Violeta’s account of her life seeks to recreate the instability and a chronology of memory in life-writing. The only organising principle seems to be a straightforward chopping of a 100-year timeline into roughly twenty-year chunks: “Exile”, “Passion”, “Absence” and “Rebirth”. This is a fictional memoir that Violeta asserts is “worthy of a novel”. Allende has acknowledged that the inspiration for the book was her mother’s death and the outcome seems to be a strange hybrid of her first novel and the memoir she wrote to come to terms with her daughter’s death. More than anything else, this book seems to be a therapeutic exercise.
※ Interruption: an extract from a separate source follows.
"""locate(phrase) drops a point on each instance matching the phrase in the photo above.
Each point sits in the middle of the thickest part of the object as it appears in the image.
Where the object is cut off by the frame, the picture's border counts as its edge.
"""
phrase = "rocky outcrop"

Allende’s attempt at writing about her mother’s death looks like an attempt to understand her own and must be read as such since without the context of the real lives, the fictional life loses all resonance.

But as Virginia Woolf said about trying to reread Victorian novels, “[f]irst, there is the boredom of it.” It is remarkable how utterly banal all of Violeta’s life is. Not a phrase lingers, not an image arrests. The book seems to be transcribed from a dreary interview with a bad storyteller. Perhaps this is intentional, but Violeta does not have a personality or a rich internal life. She just sounds tired. The deadpan tone that works so well with magic realism in eliciting wonder, a deeper understanding of the world, and biting satire does not transport without actually adding the literally magical to the deadly dull realm of the real. Bits of indigenous miracle-working and a few hallucinations as Violeta awaits death elicit neither wit nor wonder. The lack of polyphony in such a crowded story is faintly shocking, really. Talking about her first sexual encounter, Violeta says, “[i]t’s hard to describe the contradictory emotions that flooded me in that moment, Camilo, because desire fades with time and that kind of lust seems absurd to me now, like some psychotic episode that happened to another person.” A novel works because it manages to become our story as much as the characters’ or the author’s. In its anxiety to document a century of South American history and work through the grief of a personal loss, this book, unfortunately, remains as something that happens only to other people.